Gone With the Wind, review: 'sublime'
An epic from the golden age of moviemaking, the story
of Scarlett O'Hara and Rhett Butler swept the Oscars in 1939
Film review by Serena Davies, 16 November 2015, The Telegraph
Gone With the Wind (1939) was directed by Victor Fleming. Starring Clark Gable, Vivien Leigh, Leslie Howard, Olivia de Havilland.
Gone with the Wind, Margaret Mitchell's Pulitzer Prize-winning novel, is one of the bestsellers of all time, with at least 28 million copies and more than 155 editions having been published in nearly every language and country. Its immortality has been secured by David O. Selznick's 1939 film adaptation, winner of 11 Oscars, including the first for a black actor, Hattie McDaniel.

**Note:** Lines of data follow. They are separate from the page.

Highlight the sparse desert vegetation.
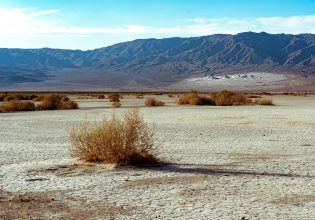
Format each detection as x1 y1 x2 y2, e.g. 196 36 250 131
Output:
108 94 122 102
211 90 253 106
0 101 35 112
39 94 78 110
144 98 165 106
0 93 315 219
112 102 121 108
69 109 157 166
176 91 214 105
255 98 273 105
0 94 78 112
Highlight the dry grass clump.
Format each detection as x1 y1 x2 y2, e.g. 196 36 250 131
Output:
0 93 7 102
255 98 273 105
176 91 214 105
39 94 78 110
0 93 37 102
136 93 144 99
97 94 105 99
69 109 158 166
212 90 253 106
108 94 121 102
112 102 121 108
144 98 165 106
0 101 35 112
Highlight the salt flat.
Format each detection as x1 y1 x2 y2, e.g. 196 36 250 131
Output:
0 96 315 219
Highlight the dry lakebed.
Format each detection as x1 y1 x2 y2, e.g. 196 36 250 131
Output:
0 95 315 219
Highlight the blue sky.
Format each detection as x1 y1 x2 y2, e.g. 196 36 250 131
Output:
0 0 315 50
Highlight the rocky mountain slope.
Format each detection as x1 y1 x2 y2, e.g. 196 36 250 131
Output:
0 32 315 88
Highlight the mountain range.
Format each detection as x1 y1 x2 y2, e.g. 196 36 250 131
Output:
0 32 315 90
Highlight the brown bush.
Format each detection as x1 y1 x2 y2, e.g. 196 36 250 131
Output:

It was also one of the first major movies to be made in splendid (and expensive) Technicolor, Gone With the Wind is an epic from the golden age of moviemaking. Overblown and melodramatic, it somehow achieves more than the schmaltz of its parts, thanks to a spirited modern heroine, the spoilt Scarlett O'Hara, and its refusal to give us the neat conclusions you'd expect from a 19th-century saga of "cottonfields and cavaliers".
Scarlett stalks across the vast and awe-inspiring canvas of the American Civil War, backbiting and betraying along the way, but always lighting up the screen with what the man she is in love with, the wet Ashley Wilkes, describes as her "passion for life".
MGM had taken a risk, plucking Vivien Leigh from relative obscurity (England) to play the lead in one of the most lavish projects they'd ever undertaken, but it paid off. Victor Fleming's screen version of Mitchell's mediocre tale of thwarted love amid the ashes of the old South worked because Leigh's mercurial brilliance made Scarlett believable. Add to that the charm and grace of Olivia de Havilland (the angelic Melanie), Leslie Howard (Ashley) and the never-so-divine Clark Gable (the actor who played the noble cad Rhett Butler died on November 16th 1960 after shooting the final scenes of The Misfits opposite Marilyn Monroe) and the whole thing became a sublime excuse to wallow in high passion for hours on end (all four of them).
Finally, its mythologised vision of history, where all Yankees were money-grabbing "baddies" and all Southern landowners nice to their slaves, can barely ring true; nor can its frequent declarations of romantic love. But this is a film that never fights shy of clichés. Rather, it collects them all up in one glorious heap so you can cherry-pick those that appeal. After all, tomorrow is another day.